# Halloween 2010 Ideas



## halloween71 (Apr 22, 2007)

Welcome back!!!You should do what makes you happy your theme sounds interesting I have never heard of johnny.


----------



## Junit (Sep 1, 2008)

I have never heard of Johnny, any more info to share?? Glad to hear you're getting back on your feet


----------



## Asuryas (Aug 27, 2005)

I heart Nny! Do it! You could have an entire buffet of body parts for food! And I've seen those drink fountains on the cheap... and a little fruit punch could look very convincing. Don't forget nail bunny & Squee! It's a good idea!


----------



## Sahri21 (Oct 16, 2009)

My first party I ever did, last year, I didn't have a theme. And while it was a flop I do recall those who were/did attend having a hard time coming up with costumes. So I'm going to do something really easy and yet fun I think. Classic Halloween! Witches, Vampires, Goblins, Zombies, Werewolfs, etc. Not only can I decorate with what I have without themeing it out a lot, but everyone will have an easy time picking a costume.


----------



## Trinity1 (Sep 5, 2009)

Welcome back! Glad things are going better for you. I don't know who Johnny is either. Sounds like a good theme though. I agree too that you should do what ever it is that makes you happy. Keep us posted on your progress! 

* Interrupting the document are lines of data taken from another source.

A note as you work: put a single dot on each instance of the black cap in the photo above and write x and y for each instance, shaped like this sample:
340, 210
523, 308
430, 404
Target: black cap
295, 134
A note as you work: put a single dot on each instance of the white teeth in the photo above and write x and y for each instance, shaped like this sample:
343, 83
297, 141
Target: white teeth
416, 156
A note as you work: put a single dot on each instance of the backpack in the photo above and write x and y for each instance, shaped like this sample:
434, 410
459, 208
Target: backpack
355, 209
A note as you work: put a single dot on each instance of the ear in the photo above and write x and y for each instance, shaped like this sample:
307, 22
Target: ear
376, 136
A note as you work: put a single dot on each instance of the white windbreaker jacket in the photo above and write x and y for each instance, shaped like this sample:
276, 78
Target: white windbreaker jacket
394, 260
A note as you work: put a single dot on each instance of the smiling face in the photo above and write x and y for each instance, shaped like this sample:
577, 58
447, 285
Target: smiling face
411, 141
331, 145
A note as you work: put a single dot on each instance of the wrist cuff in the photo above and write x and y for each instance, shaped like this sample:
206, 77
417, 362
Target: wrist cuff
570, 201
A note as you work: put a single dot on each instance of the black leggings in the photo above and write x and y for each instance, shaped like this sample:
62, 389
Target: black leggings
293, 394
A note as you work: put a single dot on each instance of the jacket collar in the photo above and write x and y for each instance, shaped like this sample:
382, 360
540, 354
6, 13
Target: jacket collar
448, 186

Sahri21: I had the same idea for this coming Halloween. Doing more of a classic/retro theme. I've seen some really great retro decorations around and about. Sounds like a great idea for you as well!


----------



## theicewitch (Oct 2, 2008)

Good Luck with 2010 and Johnny and I second the use of a theme it really helps guests find costume ideas.

It must really be a year for Classic Halloween. We are moving to a new "Haunt" this summer (after 11 Halloween Parties in the Old Victorian) so It will be a brand new experience. I decided on an old school Halloween theme for my party this year too to start the new place out right.


----------



## Trinity1 (Sep 5, 2009)

theicewitch said:


> Good Luck with 2010 and Johnny and I second the use of a theme it really helps guests find costume ideas.
> 
> It must really be a year for Classic Halloween. We are moving to a new "Haunt" this summer (after 11 Halloween Parties in the Old Victorian) so It will be a brand new experience. I decided on an old school Halloween theme for my party this year too to start the new place out right.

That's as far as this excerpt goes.